President Donald Trump says he discussed political rival Joe Biden with the president of Ukraine — a phone call reportedly at the heart of an unprecedented whistleblower complaint that has led to the launch of formal impeachment proceedings in the House — for one reason: a desire to root out corruption.
The former vice president, he said, wielded his influence to benefit his son Hunter’s private-sector work in Ukraine.
“What Joe Biden did for his son, that’s something they should be looking at,” Trump told reporters Tuesday, deflecting questions about the renewed push by House Democrats for impeachment proceedings in the wake of the revelations surrounding his dealings with Ukraine, which include reports that he pressured Ukraine’s leader to probe Biden and his family while that country was awaiting U.S. aid he’d delayed.
Here’s what we know about Biden’s actions as vice president with regard to Ukraine, Trump’s accusations, and Trump’s own dealings with the country’s leader.

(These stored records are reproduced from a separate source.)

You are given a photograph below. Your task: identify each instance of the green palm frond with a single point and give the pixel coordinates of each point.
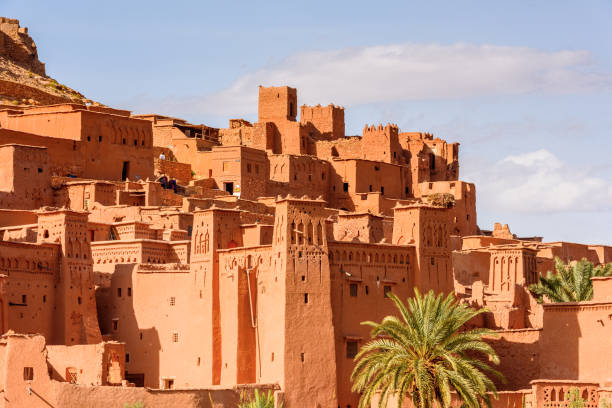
(260, 400)
(570, 283)
(423, 354)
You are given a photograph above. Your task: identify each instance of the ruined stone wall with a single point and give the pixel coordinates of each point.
(520, 357)
(574, 339)
(19, 92)
(181, 172)
(30, 288)
(361, 275)
(91, 364)
(298, 175)
(345, 148)
(277, 104)
(139, 251)
(381, 144)
(24, 177)
(326, 122)
(17, 46)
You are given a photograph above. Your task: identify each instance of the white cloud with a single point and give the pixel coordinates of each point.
(390, 73)
(539, 182)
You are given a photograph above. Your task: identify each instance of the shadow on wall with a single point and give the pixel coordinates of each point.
(562, 334)
(117, 320)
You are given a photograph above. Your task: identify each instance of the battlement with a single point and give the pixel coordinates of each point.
(381, 143)
(18, 46)
(277, 103)
(325, 122)
(388, 130)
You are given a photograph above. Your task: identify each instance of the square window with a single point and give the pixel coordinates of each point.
(351, 349)
(28, 373)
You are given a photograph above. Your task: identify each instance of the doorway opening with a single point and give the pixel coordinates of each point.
(125, 171)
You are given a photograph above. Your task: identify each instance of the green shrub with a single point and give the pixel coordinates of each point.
(260, 400)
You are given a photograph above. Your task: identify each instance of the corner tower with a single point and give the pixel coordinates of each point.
(297, 343)
(277, 103)
(75, 318)
(428, 229)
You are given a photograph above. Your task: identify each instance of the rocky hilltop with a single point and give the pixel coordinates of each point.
(23, 79)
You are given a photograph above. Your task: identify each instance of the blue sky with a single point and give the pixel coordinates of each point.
(524, 86)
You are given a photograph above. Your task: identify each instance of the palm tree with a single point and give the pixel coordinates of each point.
(571, 283)
(424, 355)
(260, 400)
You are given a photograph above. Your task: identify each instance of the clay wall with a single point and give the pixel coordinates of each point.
(381, 144)
(604, 253)
(520, 357)
(18, 352)
(30, 287)
(483, 241)
(181, 172)
(323, 122)
(144, 306)
(297, 306)
(99, 135)
(245, 169)
(139, 251)
(277, 104)
(74, 158)
(17, 217)
(258, 136)
(361, 275)
(75, 319)
(575, 340)
(22, 91)
(91, 364)
(365, 228)
(428, 229)
(239, 270)
(24, 177)
(298, 175)
(22, 233)
(469, 267)
(569, 251)
(83, 196)
(291, 138)
(354, 183)
(134, 230)
(257, 234)
(463, 213)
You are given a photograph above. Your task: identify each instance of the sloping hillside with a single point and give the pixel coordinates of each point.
(23, 80)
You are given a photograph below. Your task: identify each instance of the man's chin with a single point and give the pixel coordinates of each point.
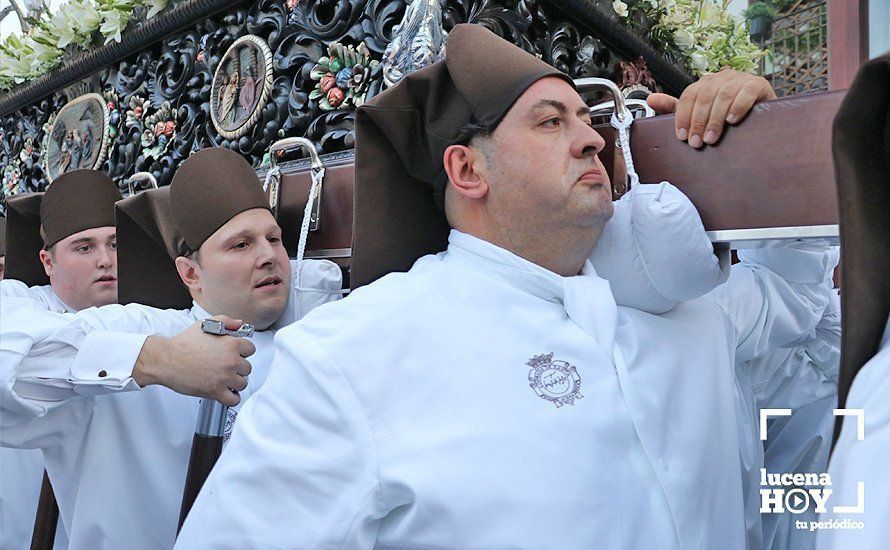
(105, 297)
(265, 315)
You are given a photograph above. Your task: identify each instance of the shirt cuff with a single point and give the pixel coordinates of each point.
(105, 361)
(794, 264)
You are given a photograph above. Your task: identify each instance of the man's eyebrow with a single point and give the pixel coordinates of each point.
(559, 106)
(82, 240)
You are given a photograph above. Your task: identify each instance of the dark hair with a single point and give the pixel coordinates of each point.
(471, 130)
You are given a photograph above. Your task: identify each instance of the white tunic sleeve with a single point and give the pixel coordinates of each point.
(47, 359)
(293, 477)
(776, 296)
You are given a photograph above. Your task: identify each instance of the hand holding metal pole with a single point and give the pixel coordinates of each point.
(209, 432)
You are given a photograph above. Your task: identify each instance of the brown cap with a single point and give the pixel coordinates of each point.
(76, 201)
(210, 188)
(861, 147)
(148, 241)
(402, 133)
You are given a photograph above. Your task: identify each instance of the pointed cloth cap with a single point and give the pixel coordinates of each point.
(402, 133)
(148, 242)
(210, 188)
(76, 201)
(861, 147)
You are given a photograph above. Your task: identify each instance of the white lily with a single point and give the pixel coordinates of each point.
(620, 8)
(699, 61)
(684, 39)
(154, 7)
(113, 25)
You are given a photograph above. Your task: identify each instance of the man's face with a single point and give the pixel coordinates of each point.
(82, 268)
(242, 270)
(542, 162)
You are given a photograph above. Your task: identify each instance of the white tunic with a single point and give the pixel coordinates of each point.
(480, 401)
(117, 461)
(854, 461)
(21, 470)
(803, 379)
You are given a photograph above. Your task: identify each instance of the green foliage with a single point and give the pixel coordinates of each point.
(760, 8)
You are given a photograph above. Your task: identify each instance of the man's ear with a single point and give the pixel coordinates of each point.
(47, 260)
(188, 272)
(466, 169)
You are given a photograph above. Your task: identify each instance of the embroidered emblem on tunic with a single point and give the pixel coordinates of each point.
(554, 380)
(230, 423)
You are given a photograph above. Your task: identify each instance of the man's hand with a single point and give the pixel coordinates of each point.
(707, 104)
(196, 363)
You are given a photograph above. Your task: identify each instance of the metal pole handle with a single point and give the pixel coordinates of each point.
(209, 432)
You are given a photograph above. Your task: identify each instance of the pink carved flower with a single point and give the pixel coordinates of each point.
(335, 97)
(328, 81)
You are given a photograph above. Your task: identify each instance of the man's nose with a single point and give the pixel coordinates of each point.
(265, 253)
(107, 257)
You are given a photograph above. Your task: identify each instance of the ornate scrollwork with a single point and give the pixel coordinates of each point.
(165, 93)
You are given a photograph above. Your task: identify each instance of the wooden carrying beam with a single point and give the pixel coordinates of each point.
(774, 170)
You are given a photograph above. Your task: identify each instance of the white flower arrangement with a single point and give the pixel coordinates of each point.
(703, 32)
(77, 23)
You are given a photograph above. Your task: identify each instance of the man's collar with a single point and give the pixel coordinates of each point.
(54, 297)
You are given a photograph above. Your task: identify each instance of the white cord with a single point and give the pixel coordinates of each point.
(274, 171)
(623, 128)
(317, 178)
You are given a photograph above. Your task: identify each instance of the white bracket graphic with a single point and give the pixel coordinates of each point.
(860, 420)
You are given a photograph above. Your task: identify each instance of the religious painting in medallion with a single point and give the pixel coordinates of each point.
(242, 85)
(77, 137)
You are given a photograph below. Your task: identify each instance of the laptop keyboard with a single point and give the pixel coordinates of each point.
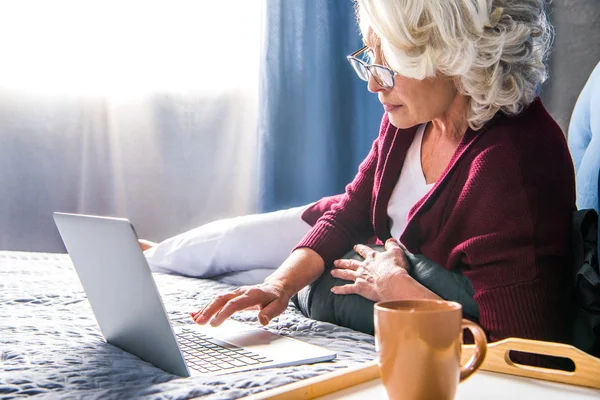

Biden’s anti-corruption work in Ukraine
As vice president, the elder Biden lead the U.S. diplomatic efforts to bolster the country’s fledgling democracy and root out corruption after mass protests ousted the country’s pro-Russia president, Viktor Yanukovych.
Biden spoke frequently with Ukrainian leaders and in April of 2014, he traveled to Ukraine, bringing financial support and warning the Russians — who had recently annexed Crimea — to stop intervening in Ukrainian sovereignty.
In May 2014, Hunter Biden was hired by a Ukrainian gas company, Burisma Holdings, as a board member reportedly making $50,000 a month. He stopped working with the company earlier this year.
The company had ties to Yanukovych, raising eyebrows among White House aides and others who saw potential for a conflict of interest. The Obama White House said at the time the younger Biden was a private citizen, and that there was no conflict of interest.
Trump’s quid-pro-quo claims
Trump, whose July phone conversation with Ukrainian President Volodymyr Zelensky was reportedly so unusual ittriggered a whistleblower complaint, said Sunday ahead of his departure for an event in Texas that he discussed with the Ukrainian leader “the fact that we don’t want our people like Vice President Biden and his son creating the corruption already in the Ukraine.”
Trump reiterated this version of events to reporters once he arrived in Houston.
“He said, ‘I’m not going to give billions of dollars to Ukraine unless they remove this prosecutor.’ And they removed the prosecutor supposedly in one hour,” Trump claimed, referring to Biden. “And the prosecutor was prosecuting the company of the son and the son. He just shouldn’t have said that. Now, as far as my conversation, it was perfect. It was a perfect conversation.”
On Monday, he reiterated this claim.
“It was a perfect call. There was no quid pro quo, unlike Biden,” Trump said.
But the revelation of the whistleblower complaint from a member of the U.S. intelligence committee, first reported in The Washington Post, reportedly involving the call came after a monthslong effort by the president’s personal attorney, Rudy Giuliani, to get Ukraine to probe the Bidens — an effort aided by the State Department.
Both Trump and Giuliani have alleged that Biden used the prospect of U.S. financial support to pressure the Ukrainian government to fire its top prosecutor in 2016, because the prosecutor, Viktor Shokin, was investigating the gas company Burisma, and allegedly, Hunter.
Shokin was widely believed to be soft on corruption, however, and the United States and other Western countries had called for his removal. The country’s Parliament ultimately voted to remove Shokin.
Earlier this year, Bloomberg News, citing documents and an interview with a former Ukrainian official, reported the Burisma investigation had been dormant for more than a year by the time Biden called for the crackdown on corruption. The then-Ukrainian prosecutor general told the news agency he found no evidence of wrongdoing by Biden and his son. And PolitiFact reported it found no evidence to “support the idea that Joe Biden advocated with his son’s interests in mind.”